Here are the words we'll be using this time, not a lot but I'll be doing a bit of grammar with them, so we don't need many.

Sentence order.

J: これです
E: This is a book.
D: Dit is een boek.

J: それペンですか。
E: Is that a pen?
D: Is dat een pen?

As you can see in this short example, Japanese word order doesn't change. The common order in Japanese sentences is Subject, Object, Verb and it happens that subjects are left out altogether, but that is for another time. Dutch and English both commonly use the Subject, Verb, Object construction unless used in special circumstances, like making a question out of a sentence.

A few things to remember in Japanese, the は is actually read as わ and points to the object of the sentence (the word after it) and they use か to create a question out of a sentence, they don't use actual question marks.

Let's do a few more sentences, this time about an item and its position from either the speaker or the listener.

The Japanese 何(なに) is loosely translated as what. So if I would translate the first sentence into English word by word it would read "That(それ) what(は何) is(です)?(か)"

If something is closer to the listener but further away from the speaker:
J: それは何ですか。
E: What is that?
D: Wat is dat?

J: これはえんぴつです。
E: This is a pencil.
D: Dit is een potlood.

If something is close to the speaker but further away from the listener:
J: これは何ですか。
E: What is this?
D: Wat is dit?

J: それはノートです。
E: This is a notebook.
D: Dit is een schrijfblok.

If something is far away from both the speaker and the listener (this isn't that special in English or Dutch but has a special word in Japanese, so I'm adding it to this list).
J: あれは何ですか。
E: What is that?
D: Wat is dat?

J: あれはかぎです。
E: That is a key.
D: Dat is een sleutel.

You can now point out things in Japanese, English and Dutch and ask what they are. Quite a useful skill to have. It can help you learn a lot of new words if you're somewhere.

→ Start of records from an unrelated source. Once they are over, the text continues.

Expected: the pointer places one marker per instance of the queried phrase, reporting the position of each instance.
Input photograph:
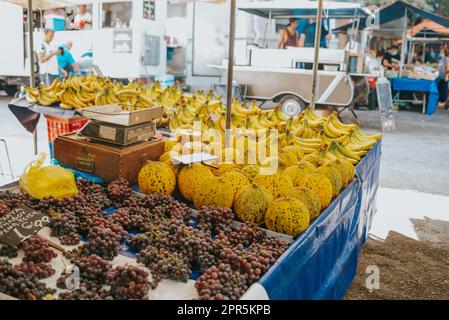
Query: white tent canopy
(281, 9)
(49, 4)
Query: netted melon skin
(213, 191)
(251, 203)
(319, 184)
(190, 177)
(156, 177)
(277, 184)
(288, 216)
(309, 198)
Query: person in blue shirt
(66, 62)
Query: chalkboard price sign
(21, 223)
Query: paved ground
(416, 155)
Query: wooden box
(104, 160)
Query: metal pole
(31, 54)
(404, 43)
(319, 16)
(267, 30)
(230, 71)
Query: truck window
(116, 14)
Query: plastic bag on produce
(39, 181)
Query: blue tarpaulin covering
(322, 262)
(415, 85)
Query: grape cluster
(103, 223)
(221, 282)
(13, 199)
(130, 220)
(37, 250)
(128, 282)
(169, 207)
(103, 242)
(140, 241)
(21, 285)
(39, 270)
(247, 234)
(95, 195)
(165, 264)
(119, 190)
(8, 251)
(65, 228)
(215, 220)
(83, 293)
(93, 268)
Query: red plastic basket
(57, 125)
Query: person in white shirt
(48, 63)
(83, 20)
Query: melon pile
(285, 201)
(284, 190)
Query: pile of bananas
(82, 92)
(309, 132)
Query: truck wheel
(291, 105)
(10, 90)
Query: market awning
(49, 4)
(397, 11)
(301, 8)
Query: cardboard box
(104, 160)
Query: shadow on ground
(408, 269)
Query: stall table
(429, 87)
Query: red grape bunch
(128, 282)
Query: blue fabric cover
(322, 262)
(415, 85)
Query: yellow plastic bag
(40, 182)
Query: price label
(21, 223)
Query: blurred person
(83, 19)
(387, 60)
(86, 63)
(443, 76)
(307, 36)
(48, 64)
(288, 37)
(66, 62)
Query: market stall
(326, 242)
(198, 216)
(392, 22)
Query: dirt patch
(408, 269)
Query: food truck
(278, 75)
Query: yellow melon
(190, 177)
(309, 198)
(319, 184)
(213, 191)
(277, 184)
(156, 177)
(298, 171)
(287, 215)
(252, 203)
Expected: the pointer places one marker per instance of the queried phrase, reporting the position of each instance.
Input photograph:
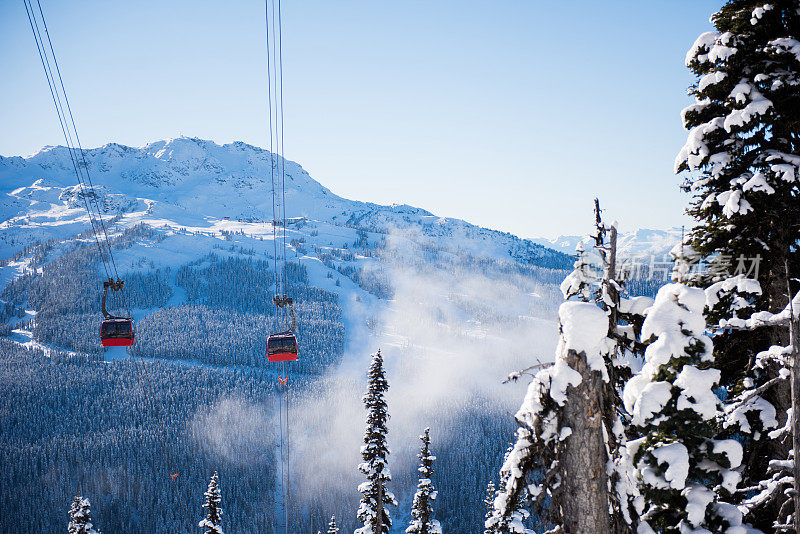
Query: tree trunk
(583, 454)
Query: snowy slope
(197, 183)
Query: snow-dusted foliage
(742, 156)
(685, 475)
(332, 527)
(212, 523)
(582, 281)
(80, 517)
(541, 431)
(375, 496)
(422, 519)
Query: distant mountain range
(638, 244)
(193, 182)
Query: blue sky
(511, 114)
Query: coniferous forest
(545, 393)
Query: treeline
(115, 431)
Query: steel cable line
(109, 265)
(61, 119)
(76, 146)
(80, 150)
(277, 175)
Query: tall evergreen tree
(332, 528)
(488, 502)
(422, 520)
(743, 161)
(80, 517)
(212, 524)
(685, 475)
(375, 496)
(744, 142)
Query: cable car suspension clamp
(284, 301)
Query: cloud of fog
(452, 333)
(235, 430)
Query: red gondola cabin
(117, 332)
(282, 348)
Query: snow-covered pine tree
(581, 283)
(332, 528)
(375, 496)
(212, 524)
(488, 502)
(560, 457)
(422, 520)
(508, 513)
(80, 517)
(743, 154)
(686, 477)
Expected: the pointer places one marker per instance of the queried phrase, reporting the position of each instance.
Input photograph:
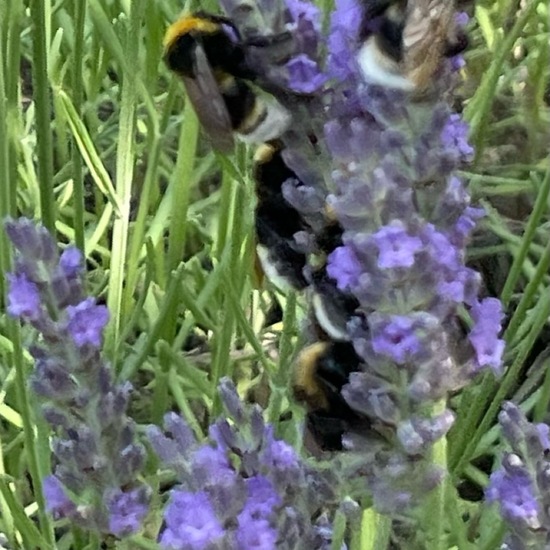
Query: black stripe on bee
(320, 372)
(206, 51)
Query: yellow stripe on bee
(186, 24)
(305, 384)
(264, 153)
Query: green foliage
(97, 141)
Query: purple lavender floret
(521, 485)
(96, 454)
(242, 488)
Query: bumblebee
(320, 372)
(404, 42)
(277, 221)
(206, 51)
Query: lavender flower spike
(521, 487)
(96, 454)
(240, 489)
(380, 160)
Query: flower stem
(435, 506)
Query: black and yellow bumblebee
(205, 50)
(320, 371)
(403, 42)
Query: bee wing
(424, 38)
(204, 93)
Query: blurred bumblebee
(320, 372)
(205, 50)
(277, 221)
(405, 42)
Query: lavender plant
(384, 164)
(97, 458)
(521, 485)
(242, 488)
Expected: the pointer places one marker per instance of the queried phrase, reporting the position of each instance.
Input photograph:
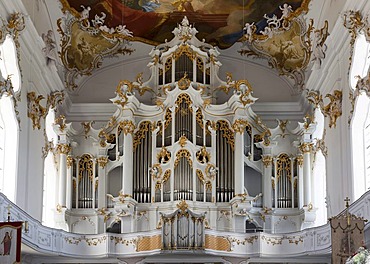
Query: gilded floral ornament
(333, 109)
(70, 161)
(6, 87)
(356, 24)
(240, 125)
(182, 141)
(102, 161)
(267, 160)
(156, 171)
(86, 42)
(63, 149)
(293, 54)
(35, 110)
(127, 126)
(61, 122)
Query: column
(69, 191)
(102, 179)
(306, 150)
(128, 158)
(266, 181)
(300, 181)
(239, 128)
(63, 149)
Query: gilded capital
(102, 161)
(299, 160)
(239, 125)
(70, 161)
(306, 147)
(63, 149)
(127, 127)
(267, 160)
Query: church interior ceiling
(94, 31)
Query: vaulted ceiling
(122, 52)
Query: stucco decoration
(85, 42)
(333, 109)
(287, 43)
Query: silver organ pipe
(225, 163)
(142, 163)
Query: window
(9, 62)
(50, 175)
(8, 147)
(360, 126)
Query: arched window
(50, 174)
(360, 126)
(9, 147)
(9, 62)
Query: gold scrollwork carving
(102, 161)
(183, 153)
(299, 160)
(267, 160)
(156, 171)
(163, 156)
(63, 149)
(333, 109)
(240, 125)
(211, 171)
(203, 155)
(127, 126)
(35, 110)
(70, 161)
(182, 141)
(306, 147)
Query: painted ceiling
(152, 21)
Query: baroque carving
(333, 109)
(86, 42)
(35, 110)
(102, 161)
(293, 54)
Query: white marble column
(239, 160)
(266, 181)
(306, 149)
(63, 149)
(69, 185)
(102, 182)
(128, 158)
(300, 181)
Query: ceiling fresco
(152, 21)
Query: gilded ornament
(70, 161)
(127, 126)
(54, 98)
(240, 125)
(267, 160)
(211, 171)
(61, 122)
(299, 160)
(183, 153)
(141, 133)
(183, 206)
(63, 149)
(35, 110)
(102, 161)
(182, 141)
(163, 156)
(203, 155)
(306, 147)
(156, 171)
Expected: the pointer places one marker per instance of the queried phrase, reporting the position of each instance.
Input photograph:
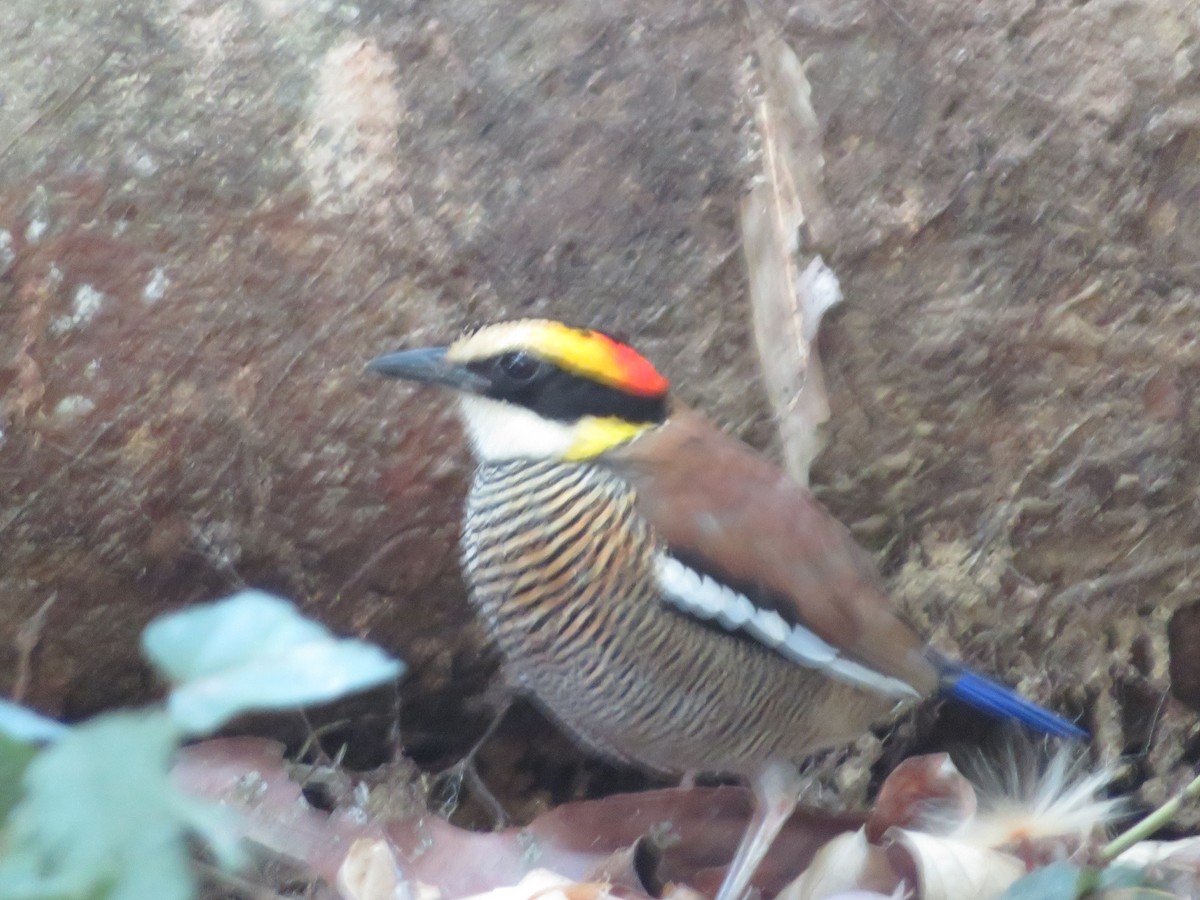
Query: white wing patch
(706, 598)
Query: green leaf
(15, 759)
(100, 816)
(255, 652)
(25, 725)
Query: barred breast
(561, 569)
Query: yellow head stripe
(594, 436)
(586, 353)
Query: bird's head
(540, 389)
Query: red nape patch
(636, 373)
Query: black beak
(429, 365)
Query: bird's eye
(519, 366)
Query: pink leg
(775, 792)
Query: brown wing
(743, 520)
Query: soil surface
(214, 213)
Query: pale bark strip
(787, 303)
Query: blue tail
(996, 700)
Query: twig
(28, 636)
(1151, 823)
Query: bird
(670, 597)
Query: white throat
(504, 431)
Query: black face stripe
(564, 396)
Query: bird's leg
(465, 769)
(777, 787)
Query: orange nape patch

So, sentence order in Dutch and English looks a lot alike, and it is, most of the time. Japanese on the other hand uses one structure of sentence, subject-object-verb. and changes meaning of those sentences with little words (called particles), this is both easy to understand and sometimes confusing to use.
English and Dutch only have two words to show position this/dit and that/dat, the one is for things that are close, the other for things that are far away. Japanese has three of these, それ - that (away from the speaker but close to the listener), これ - this (close to the speaker, away from the listener) and あれ - that [over there] (far away from both the speaker and listener).

And that was the first trilingual grammar lesson.

Study on!

Kia




For those who have trouble reading Japanese, check out my Hiragana and katakana cheat table.

Those studying Dutch, words that are underlined are onzijdig and thus don't use de but het when you write them.